Dead features: Features that never activate for any data. These represent wasted capacity. The proportion of dead features is a key diagnostic metric for SAE quality. Common mitigation strategies include resampling dead neurons during training or using auxiliary losses to encourage utilization.
Beyond ReLU: Modern SAE Variants
The original ReLU-based SAE has known weaknesses — the L1 penalty creates a constant shrinkage on active features, and dead features waste capacity. Several architectural variants address these issues:
- TopK SAE (Gao et al., 2024): Replaces ReLU with a hard top-K selection:
$f(\mathbf{x}) = \text{TopK}(W_{\text{enc}} (\mathbf{x} - \mathbf{b}_{\text{dec}}) + \mathbf{b}_{\text{enc}})$. Only the K largest pre-activations survive. This eliminates the need for the L1 penalty entirely, gives direct control over sparsity (exactly K features are active), and substantially reduces dead features. - JumpReLU SAE (Rajamanoharan et al., 2024): Uses a learnable threshold
$\theta$per feature:$f(\mathbf{x}) = (z - \theta) \cdot \mathbf{1}[z > \theta]$. This creates a sharper sparsity pattern than ReLU, improving the reconstruction-sparsity tradeoff. The threshold is trained via straight-through estimators.
Scaling Monosemanticity: SAE on Production Models
Anthropic's "Scaling Monosemanticity" (Templeton et al., 2024) took SAEs from toy models to production scale by applying them to Claude 3 Sonnet.
Key results:
- Extracted 34 million features (
$d_{\text{sae}}$= 34M) - Features captured multilingual and multimodal concepts: not just "Golden Gate Bridge" but abstract concepts like "safety-related deception" and "code security vulnerabilities"
- Artificially clamping features produced predictable changes in model behavior, confirming that features are not just correlational but causal
- First demonstration that SAE-based interpretability scales to production-grade models
This work established that SAE-based interpretability has reached a level of maturity sufficient for real AI safety research. It transformed SAEs from an interesting research direction into a practical tool.
SAE in Practice: SAELens
SAELens is a dedicated SAE analysis library that was spun out of TransformerLens.
from sae_lens import SAE
# Load a pre-trained SAE
sae = SAE.from_pretrained(
release="gpt2-small-res-jb",
sae_id="blocks.8.hook_resid_pre",
)
# Decompose activations into features
features = sae.encode(cache["blocks.8.hook_resid_pre"])
# Check active features
active_features = (features > 0).sum(dim=-1)

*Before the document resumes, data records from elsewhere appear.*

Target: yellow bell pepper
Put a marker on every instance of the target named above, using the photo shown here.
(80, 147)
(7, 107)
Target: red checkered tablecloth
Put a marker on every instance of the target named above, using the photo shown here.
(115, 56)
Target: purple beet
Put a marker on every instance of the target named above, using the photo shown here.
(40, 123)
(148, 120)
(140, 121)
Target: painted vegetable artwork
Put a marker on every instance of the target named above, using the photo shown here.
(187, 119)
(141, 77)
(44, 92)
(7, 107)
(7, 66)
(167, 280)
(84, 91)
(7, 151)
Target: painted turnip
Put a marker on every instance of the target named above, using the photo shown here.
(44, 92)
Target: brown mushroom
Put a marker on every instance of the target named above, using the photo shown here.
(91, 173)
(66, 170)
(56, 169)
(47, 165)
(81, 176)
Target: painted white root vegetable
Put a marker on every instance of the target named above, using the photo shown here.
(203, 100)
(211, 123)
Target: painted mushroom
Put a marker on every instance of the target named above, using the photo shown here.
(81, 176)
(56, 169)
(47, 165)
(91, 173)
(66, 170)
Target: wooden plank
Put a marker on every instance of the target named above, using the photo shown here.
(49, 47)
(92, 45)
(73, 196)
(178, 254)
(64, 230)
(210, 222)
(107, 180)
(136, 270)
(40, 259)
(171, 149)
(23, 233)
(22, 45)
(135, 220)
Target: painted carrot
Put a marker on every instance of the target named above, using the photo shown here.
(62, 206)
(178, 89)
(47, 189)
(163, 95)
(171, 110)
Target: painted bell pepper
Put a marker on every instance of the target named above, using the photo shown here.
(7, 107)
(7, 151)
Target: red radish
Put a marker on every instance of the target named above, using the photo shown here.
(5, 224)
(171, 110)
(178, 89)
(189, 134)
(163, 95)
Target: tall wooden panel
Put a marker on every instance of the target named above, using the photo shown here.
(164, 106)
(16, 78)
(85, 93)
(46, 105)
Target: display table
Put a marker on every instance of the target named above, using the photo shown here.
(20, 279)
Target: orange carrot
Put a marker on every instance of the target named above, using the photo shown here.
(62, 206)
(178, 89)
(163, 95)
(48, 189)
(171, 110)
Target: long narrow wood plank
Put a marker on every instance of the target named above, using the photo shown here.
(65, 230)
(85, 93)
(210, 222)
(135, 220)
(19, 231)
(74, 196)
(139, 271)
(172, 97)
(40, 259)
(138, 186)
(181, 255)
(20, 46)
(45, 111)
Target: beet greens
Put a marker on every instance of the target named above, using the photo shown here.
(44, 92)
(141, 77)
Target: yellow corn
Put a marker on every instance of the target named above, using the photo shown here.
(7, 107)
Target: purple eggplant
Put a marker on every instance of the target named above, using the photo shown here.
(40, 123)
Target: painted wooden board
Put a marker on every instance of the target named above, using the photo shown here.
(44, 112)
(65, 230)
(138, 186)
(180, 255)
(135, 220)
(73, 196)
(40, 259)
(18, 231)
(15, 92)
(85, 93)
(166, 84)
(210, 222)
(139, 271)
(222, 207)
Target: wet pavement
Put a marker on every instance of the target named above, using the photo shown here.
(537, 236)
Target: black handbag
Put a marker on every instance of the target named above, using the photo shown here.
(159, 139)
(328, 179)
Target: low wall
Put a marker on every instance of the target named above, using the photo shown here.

print(f"Active features: {active_features.float().mean():.0f} / {sae.cfg.d_sae}")This gives you a sparse vector where each nonzero entry corresponds to a monosemantic feature, along with its activation strength. From here, you can inspect which features fire for specific tokens, track feature activations across layers, or use the features as a basis for circuit analysis.
3. TensorLens: The Entire Transformer as One Tensor
The Evolution of Lens Methods
Let us take stock of the Lens approaches we have covered so far:
Every method analyzes the Transformer piecemeal. Attention is analyzed as attention, MLP as MLP, normalization separately.
TensorLens (Atad et al., 2025) fundamentally resolves this limitation:
It represents the entire Transformer computation as a single 4th-order tensor.


Intuition: Upgrading Attention to 4K Resolution
The traditional attention matrix is $L \times L$. It tells you "how much does token A attend to token B?" as a single scalar.
But that is very coarse. Which of token "Paris"'s 768 channels are important? How does that influence arrive at specific channels of the output token? The attention matrix cannot tell you. It is like knowing "a package was sent from Seoul to Busan" but not knowing what was inside or where exactly it was delivered.
TensorLens upgrades this to $L \times D \times L \times D$:
$$\begin{aligned} \text{Attention:} \quad & [\text{token} \rightarrow \text{token}] \rightarrow L \times L \text{ matrix (low resolution)} \\ \text{TensorLens:} \quad & [\text{token} \times \text{channel} \rightarrow \text{token} \times \text{channel}] \rightarrow L \times D \times L \times D \text{ tensor (high resolution)} \end{aligned}$$
This is the difference between "a package was sent" and "electronics were shipped from Warehouse A in Gangnam to Warehouse B in Haeundae." You get full channel-level tracing of information flow.
Mathematical Details: High-Order Attention-Interaction Tensor
This section is for readers comfortable with mathematical notation. The intuitive understanding above is sufficient for the key ideas.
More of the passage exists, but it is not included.